Louis Vuitton is using its production lines normally used to make perfumes and make-up to make hand sanitizers. Facebook will be surveying users about COVID-19-related symptoms as part of a Carnegie Mellon University research project to generate a heatmap of self-reported cases. Even talented young men and women are contributing according to their own abilities, as they are designing protective equipment for healthcare workers using 3d printing and building websites that gather the latest statistics about the virus outbreak.

Final words

The theme in the life sciences sector is characterized by collaboration, collation, joint endeavor, and synergy.

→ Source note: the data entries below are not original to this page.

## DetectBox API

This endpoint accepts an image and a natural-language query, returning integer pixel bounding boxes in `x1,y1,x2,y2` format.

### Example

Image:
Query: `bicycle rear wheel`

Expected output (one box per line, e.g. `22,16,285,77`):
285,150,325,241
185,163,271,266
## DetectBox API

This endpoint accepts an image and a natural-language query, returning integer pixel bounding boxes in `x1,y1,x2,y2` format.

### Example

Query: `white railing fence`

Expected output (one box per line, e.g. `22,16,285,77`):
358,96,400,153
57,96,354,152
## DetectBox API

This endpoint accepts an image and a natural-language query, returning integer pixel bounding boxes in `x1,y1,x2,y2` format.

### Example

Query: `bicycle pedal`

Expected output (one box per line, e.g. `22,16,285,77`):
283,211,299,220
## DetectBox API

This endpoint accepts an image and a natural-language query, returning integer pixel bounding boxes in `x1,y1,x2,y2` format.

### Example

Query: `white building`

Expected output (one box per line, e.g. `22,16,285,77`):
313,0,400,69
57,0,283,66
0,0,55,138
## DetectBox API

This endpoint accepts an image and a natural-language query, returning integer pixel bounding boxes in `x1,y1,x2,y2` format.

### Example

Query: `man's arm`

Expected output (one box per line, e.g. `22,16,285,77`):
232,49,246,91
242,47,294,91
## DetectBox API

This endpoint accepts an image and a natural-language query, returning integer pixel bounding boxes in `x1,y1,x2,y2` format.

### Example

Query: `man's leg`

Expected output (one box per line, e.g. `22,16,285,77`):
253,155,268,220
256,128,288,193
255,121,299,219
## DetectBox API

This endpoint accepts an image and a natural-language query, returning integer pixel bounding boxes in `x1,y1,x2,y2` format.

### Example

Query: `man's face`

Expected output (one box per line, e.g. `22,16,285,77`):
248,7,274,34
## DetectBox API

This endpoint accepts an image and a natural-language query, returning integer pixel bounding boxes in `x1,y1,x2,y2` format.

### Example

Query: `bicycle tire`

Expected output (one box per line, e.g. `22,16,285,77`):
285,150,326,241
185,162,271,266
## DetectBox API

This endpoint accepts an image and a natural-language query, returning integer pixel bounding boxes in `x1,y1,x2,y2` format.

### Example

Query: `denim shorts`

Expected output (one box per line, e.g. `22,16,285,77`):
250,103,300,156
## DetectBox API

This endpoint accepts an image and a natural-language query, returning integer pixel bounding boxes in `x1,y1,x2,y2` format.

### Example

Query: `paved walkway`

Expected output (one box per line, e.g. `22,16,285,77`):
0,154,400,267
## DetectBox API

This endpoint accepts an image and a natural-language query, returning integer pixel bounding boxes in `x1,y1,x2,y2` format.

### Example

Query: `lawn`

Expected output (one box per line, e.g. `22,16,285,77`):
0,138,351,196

Economies of scale of data are emerging, and with the help of various technologies, this promises to deliver an unprecedented positive impact. Defeating COVID-19 for good is only the beginning, as now various companies are seeing the extent of the mutual benefits of collaboration. This current theme offers surplus to companies, investors, and individuals, in terms of health, advanced knowledge and practices, and good financial bottom-line. The COVID-19 may have inadvertently kickstarted or accelerated a cooperation that benefits us years to come, and optimism is highly warranted.